A la suite du décès de [O] [T] le 27 avril 2021, [R] [V], mère de [D] [T], a sollicité le transfert du bail à son profit.
A la suite du refus de transfert de bail à [R] [V], [D] [T] a demandé le transfert du bail à son profit par courrier du 6 octobre 2022 et se l’est également vu refuser.
Par acte d’huissier en date du 22 mars 2023, le bailleur a fait délivrer à [D] [T] une assignation aux fins de comparution devant le juge des contentieux de la protection du tribunal judiciaire de Paris, sollicitant du juge qu’il :
-Condamne le défendeur à lui payer la somme de 8.723,21 euros à la date du 1er mars 2023, terme de janvier 2023 inclus, à actualiser au jour de l’audience,
-Dise et juge que le bail consenti à [O] [T] est résilié de plein droit du fait de son décès,
-Autorise le bailleur à reprendre possession du logement,
-Dise et juge [D] [T] occupant sans droit, ni titre du logement,
-Ordonne la libération des lieux et la remise des clés après établissement d’un état des lieux de sortie,
-Ordonne, à défaut de libération volontaire des lieux, l’expulsion de [D] [T] ainsi que celle de tout occupant de son chef des lieux loués, à savoir un appartement situé [Adresse 1], à compter de la signification du jugement à intervenir, avec si besoin est, l’assistance de la force publique et d’un serrurier,
-Dise et juge que le sort des meubles se trouvant dans les lieux sera soumis aux dispositions des articles du code des procédures civiles d’exécution,
-Supprime le délai prévu à l’article L412-1 du code des procédures civiles d’exécution,
-Condamne [D] [T] à payer à Paris HABITAT OPH une indemnité d’occupation mensuelle égale au dernier loyer majoré de 30%, plus charges, à compter du jugement à venir, jusqu’à libération des lieux ;
-Condamne [D] [T] à payer à Paris Habitat OPH la somme de 500 euros en application de l’article 700 du code de procédure civile,
-Condamne [D] [T] aux dépens,
-Ordonne la capitalisation des intérêts.
A l’audience du 18 décembre 2023, Paris Habitat OPH a maintenu ses demandes, soulignant que l’arriéré locatif avait augmenté, s'élevant à la somme de 16.518,71 euros, échéance de décembre 2023 incluse. Il a indiqué s’opposer aux délais de paiement et pour quitter les lieux demandés.
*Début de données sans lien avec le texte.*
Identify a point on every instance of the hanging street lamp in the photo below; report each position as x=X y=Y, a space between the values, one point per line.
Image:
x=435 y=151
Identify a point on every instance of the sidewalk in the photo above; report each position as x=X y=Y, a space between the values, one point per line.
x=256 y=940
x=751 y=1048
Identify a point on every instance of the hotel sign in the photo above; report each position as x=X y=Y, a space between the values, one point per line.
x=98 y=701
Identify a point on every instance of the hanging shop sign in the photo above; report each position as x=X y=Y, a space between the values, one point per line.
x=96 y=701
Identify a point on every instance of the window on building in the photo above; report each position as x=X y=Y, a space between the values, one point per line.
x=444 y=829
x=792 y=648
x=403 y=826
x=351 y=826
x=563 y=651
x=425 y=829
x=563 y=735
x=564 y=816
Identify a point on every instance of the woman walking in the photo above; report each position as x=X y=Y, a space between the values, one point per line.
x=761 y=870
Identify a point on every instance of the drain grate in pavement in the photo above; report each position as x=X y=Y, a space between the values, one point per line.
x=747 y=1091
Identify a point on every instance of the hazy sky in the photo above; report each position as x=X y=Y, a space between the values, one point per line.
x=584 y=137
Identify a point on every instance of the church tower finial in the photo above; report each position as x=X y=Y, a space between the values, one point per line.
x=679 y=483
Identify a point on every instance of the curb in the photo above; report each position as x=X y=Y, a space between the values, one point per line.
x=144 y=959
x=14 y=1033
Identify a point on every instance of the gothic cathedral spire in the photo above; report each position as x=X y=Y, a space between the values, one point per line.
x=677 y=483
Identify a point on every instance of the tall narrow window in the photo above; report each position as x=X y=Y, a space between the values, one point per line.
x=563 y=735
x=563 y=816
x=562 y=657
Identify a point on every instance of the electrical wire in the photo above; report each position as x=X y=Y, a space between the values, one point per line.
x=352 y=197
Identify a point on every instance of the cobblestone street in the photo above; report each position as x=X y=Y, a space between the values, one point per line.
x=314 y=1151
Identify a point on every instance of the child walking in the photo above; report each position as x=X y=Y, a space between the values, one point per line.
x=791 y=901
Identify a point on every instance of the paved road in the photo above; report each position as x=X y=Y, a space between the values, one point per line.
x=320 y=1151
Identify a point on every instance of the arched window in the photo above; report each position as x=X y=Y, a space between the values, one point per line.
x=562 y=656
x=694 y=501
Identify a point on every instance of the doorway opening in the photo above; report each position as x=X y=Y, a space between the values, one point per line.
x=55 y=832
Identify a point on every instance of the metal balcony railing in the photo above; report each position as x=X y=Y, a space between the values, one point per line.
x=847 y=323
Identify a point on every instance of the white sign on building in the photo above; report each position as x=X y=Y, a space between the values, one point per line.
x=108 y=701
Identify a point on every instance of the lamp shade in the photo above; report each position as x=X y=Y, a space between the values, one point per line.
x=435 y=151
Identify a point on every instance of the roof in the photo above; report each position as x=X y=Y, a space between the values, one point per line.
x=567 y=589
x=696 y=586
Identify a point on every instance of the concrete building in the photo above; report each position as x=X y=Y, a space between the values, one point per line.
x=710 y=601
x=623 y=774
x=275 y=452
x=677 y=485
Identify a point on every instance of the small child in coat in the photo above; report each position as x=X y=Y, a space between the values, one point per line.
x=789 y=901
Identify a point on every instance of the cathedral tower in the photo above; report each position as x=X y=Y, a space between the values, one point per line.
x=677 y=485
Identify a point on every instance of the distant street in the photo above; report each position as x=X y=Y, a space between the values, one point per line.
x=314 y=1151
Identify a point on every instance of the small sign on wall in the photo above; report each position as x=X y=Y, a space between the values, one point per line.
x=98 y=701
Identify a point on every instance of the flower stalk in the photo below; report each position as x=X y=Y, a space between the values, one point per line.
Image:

[D] [T] a comparu, représenté. Il a sollicité des délais pour régler la dette et pour quitter les lieux, expliquant avoir repris une activité salariée depuis peu et avoir entamé des recherches de logement.
L’affaire a été mise en délibéré au 18 mars 2024 et la réouverture des débats a été ordonnée pour cause de surcharge de travail.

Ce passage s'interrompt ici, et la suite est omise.